Kendi aptallıklarıma kılıf ya da ortak bulabilmek için Antik Yunan’dan Orta Amerika’ya kadar gitmeme de gerek yoktu aslında. Hâlihazırda bolca aptallık mütemadiyen icra ediliyor dünyanın her köşesinde. Dünyaya “üzerinde aptallığın batmadığı gezegen” desek yeridir. Güzel olan şu ki her devrin aptallığı bir müddet sonra ayyuka çıkıyor ve savunanı kalmıyor. İnsanlık kendine yeni aptallıklar bularak medeniyetini sürekli güncellerken bir yandan da aklıyla övünmeye devam ediyor.
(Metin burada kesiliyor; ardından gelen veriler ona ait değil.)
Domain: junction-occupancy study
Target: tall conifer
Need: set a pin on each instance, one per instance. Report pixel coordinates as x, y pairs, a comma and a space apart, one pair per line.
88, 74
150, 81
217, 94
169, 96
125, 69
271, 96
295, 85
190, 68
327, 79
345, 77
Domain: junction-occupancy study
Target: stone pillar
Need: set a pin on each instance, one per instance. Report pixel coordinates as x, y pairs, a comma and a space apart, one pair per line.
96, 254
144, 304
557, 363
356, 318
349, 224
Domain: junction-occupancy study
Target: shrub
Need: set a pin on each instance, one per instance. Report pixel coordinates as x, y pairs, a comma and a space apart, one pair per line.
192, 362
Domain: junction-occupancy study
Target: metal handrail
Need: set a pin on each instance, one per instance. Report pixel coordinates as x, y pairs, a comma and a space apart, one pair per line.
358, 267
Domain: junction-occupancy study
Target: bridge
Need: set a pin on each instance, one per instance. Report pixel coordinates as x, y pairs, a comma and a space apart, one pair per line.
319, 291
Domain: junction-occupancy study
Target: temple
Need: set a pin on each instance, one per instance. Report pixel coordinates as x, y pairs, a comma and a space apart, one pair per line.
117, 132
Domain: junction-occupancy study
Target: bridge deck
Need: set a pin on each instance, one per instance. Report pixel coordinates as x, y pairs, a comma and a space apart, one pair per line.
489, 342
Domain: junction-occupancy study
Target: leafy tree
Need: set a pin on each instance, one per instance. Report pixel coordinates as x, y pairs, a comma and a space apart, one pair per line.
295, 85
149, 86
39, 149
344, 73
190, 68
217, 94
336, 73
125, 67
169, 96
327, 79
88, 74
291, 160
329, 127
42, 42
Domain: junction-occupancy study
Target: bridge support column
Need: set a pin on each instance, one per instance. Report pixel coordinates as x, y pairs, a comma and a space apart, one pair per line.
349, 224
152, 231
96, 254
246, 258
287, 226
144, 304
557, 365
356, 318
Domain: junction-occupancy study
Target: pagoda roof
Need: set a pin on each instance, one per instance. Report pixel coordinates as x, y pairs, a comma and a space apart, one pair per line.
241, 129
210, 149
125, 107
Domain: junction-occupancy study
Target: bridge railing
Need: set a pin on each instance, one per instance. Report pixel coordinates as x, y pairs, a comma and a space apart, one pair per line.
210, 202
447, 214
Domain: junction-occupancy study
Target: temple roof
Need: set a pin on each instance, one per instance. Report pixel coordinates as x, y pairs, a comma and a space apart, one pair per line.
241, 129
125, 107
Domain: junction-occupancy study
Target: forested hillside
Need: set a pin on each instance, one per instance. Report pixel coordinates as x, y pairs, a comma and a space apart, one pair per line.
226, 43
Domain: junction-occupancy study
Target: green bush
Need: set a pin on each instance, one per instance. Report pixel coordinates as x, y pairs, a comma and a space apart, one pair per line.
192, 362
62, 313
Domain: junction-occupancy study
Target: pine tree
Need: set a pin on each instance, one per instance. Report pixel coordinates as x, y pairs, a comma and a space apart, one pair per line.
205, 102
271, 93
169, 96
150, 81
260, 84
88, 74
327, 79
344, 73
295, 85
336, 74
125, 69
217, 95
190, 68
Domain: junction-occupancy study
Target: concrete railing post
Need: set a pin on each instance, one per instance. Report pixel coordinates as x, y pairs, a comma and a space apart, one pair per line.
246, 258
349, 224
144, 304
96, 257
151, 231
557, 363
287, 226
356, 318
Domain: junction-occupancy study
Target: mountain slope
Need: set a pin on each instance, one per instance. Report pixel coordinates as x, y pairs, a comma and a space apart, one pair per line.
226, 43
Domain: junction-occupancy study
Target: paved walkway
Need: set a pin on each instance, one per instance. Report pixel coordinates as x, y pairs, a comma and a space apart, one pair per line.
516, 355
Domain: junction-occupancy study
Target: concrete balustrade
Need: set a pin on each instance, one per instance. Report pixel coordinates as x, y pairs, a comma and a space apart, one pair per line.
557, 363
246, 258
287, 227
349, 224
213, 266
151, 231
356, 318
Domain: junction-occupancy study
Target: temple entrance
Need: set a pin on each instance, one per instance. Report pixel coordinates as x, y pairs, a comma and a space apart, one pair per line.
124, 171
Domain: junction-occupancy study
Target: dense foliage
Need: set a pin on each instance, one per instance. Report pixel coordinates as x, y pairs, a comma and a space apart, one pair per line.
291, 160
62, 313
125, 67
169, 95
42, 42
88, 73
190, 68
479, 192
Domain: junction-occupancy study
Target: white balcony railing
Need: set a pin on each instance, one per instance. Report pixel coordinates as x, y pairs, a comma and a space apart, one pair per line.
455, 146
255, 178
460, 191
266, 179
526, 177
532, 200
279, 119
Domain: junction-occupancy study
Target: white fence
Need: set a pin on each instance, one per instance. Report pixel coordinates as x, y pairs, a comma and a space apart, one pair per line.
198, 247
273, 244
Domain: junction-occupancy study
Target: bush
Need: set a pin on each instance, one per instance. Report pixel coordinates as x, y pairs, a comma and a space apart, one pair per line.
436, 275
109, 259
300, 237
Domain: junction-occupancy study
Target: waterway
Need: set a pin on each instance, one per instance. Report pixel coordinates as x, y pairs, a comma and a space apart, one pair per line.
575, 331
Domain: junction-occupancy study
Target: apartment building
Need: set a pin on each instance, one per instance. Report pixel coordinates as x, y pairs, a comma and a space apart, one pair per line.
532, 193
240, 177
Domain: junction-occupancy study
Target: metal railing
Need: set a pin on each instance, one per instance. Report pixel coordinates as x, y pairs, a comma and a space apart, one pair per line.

Ben aslında bu hafta türlü çeşit sebeple iptal edilen üniversite şenliklerinden, Kürtçe şarkılar türküler söyleneceği için yasaklanan konserlerden, kendilerini namus ve iffet tescilcisi olarak atayanların hangi sebeple olduğu belirsiz bir şekilde şehirlerinde istenmeyen kadın ilan ettikleri sanatçılardan falan bahsedecektim; ama ne olduysa konu bunlarla zerre kadar alakası olmayan aptallığa geldi. Neyse, zaten başkaları bu konulardan bol bol bahsetti. Ben derdime, aptallığıma yanayım.